“Alveos nunquam
Ultra decem annos durasse proditur.”
Pliny.
To common observers it might appear, that the lives of the bees were coeval with the foundation of the colony, presuming upon all the young bees leaving the parent stock in swarms. But I have already stated that all swarms consist of a mixture of young and old bees; the difference between them is very distinguishable, those of the present year being brown, plump, and clothed with light hairs, whilst the old ones have red hairs, notched and ragged wings, and are paler and more shrunk in their bodies.
The cases which I have related, and others of a similar kind, have led to the erroneous opinion that bees are a long-lived race. But this, as Dr. Evans has observed, is just as wise as if a stranger, contemplating a populous city, and personally unacquainted with its inhabitants, should on paying it a second visit, many years afterwards, and finding it equally populous, imagine that it was peopled by the same individuals, not one of whom might be then alive. “Such strangers are we to the honied hive, where, however quickly its generations may have passed away, the same face is presented to the beholder.”
“The race and realm from age to age remain,
And time but lengthens with new links the chain.”
Sotheby’s Georgics.
The usual term of the male’s existence is two or three months only;—I say the usual term, for his life is always cut off by violence, when no peculiar circumstances arise to render his existence any longer useful.

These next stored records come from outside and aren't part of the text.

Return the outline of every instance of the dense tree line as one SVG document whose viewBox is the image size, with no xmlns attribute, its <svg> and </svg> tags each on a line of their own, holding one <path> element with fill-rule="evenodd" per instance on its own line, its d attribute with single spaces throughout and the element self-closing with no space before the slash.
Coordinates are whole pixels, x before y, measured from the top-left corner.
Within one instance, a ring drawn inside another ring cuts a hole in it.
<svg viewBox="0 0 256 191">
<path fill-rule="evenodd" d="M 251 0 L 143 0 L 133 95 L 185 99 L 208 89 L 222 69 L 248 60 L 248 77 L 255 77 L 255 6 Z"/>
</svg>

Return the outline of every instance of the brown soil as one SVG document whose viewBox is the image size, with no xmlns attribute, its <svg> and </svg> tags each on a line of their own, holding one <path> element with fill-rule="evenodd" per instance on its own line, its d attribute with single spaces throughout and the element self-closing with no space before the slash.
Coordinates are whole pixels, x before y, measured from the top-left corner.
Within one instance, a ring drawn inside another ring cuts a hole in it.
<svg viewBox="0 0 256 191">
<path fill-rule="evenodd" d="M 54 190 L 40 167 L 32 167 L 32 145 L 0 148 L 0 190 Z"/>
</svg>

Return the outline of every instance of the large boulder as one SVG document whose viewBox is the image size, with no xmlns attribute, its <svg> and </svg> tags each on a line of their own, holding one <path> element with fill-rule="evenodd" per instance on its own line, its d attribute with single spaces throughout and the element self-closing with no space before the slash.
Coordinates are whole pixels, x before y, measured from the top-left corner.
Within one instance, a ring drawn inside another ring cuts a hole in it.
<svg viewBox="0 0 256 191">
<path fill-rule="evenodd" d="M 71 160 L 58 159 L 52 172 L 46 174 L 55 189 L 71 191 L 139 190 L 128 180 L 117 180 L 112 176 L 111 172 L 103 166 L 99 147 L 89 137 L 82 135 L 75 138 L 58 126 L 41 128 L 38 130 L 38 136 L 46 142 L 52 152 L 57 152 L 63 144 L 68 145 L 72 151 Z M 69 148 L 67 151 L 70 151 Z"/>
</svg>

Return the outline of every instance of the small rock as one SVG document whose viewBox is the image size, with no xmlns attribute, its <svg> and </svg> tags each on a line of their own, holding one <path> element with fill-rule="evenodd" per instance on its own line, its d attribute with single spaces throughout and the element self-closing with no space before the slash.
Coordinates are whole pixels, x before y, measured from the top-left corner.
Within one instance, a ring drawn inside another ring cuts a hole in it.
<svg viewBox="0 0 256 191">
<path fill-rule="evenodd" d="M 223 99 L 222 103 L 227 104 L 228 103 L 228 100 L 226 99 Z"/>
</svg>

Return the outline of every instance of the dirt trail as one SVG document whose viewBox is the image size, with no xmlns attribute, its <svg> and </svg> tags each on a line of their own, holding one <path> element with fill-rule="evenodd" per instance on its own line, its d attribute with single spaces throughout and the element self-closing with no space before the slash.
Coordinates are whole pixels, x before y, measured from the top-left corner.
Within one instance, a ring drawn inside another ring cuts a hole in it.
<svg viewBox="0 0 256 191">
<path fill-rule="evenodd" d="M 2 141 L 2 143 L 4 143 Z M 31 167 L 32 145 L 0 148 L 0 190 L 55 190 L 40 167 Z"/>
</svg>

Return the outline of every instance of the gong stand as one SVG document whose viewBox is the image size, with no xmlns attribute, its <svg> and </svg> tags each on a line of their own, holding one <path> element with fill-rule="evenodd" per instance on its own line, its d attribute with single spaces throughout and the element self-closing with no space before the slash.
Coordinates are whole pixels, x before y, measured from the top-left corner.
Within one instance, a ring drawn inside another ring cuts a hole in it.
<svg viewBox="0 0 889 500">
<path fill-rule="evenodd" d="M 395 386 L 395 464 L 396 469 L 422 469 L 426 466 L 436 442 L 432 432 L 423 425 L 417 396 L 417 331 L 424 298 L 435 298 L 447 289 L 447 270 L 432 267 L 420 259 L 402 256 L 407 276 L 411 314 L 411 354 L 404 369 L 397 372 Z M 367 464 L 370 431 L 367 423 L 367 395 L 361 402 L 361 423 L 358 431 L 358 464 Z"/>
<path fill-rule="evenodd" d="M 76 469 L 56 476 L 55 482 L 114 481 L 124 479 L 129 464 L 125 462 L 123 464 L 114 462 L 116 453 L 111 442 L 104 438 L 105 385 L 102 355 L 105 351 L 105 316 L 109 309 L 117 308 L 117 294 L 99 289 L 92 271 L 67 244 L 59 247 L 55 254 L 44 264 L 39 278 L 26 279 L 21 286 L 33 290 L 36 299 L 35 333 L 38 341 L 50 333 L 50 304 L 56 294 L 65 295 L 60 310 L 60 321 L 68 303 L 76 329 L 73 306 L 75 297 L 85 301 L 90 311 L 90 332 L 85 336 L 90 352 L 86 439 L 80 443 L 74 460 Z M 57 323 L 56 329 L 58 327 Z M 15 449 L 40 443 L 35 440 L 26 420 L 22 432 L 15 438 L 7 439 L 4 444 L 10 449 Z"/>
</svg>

Such circumstances having arisen, as has been before observed, ([page 44],) he may be kept alive a much longer period, for a year at least, but how much longer has not as yet been ascertained.
With respect to the queen, by comparing what has been said above, as to insects not dying till their eggs are all matured, with what has been stated in [page 31] of a single sexual union serving to impregnate all the eggs laid for the two succeeding years, it would appear that the period of her existence could not, in general, be less than two years; and Huber has proved very satisfactorily, that this is the fact: indeed he states that he has known a queen live for five years. Feburier suspects that, like the males, the queens are destroyed by the labourers, when they have fulfilled their destination. The only ground of this opinion, however, appears to be his having witnessed an attack made upon a queen by six labourers, from whom he with difficulty rescued her. Messrs. Kirby and Spence, in like manner, seem to think it not improbable that when the workers become too old to be useful to the community, they are either killed or expelled the society. Vide [page 7]. Reaumur also throws out a hint to the same purpose.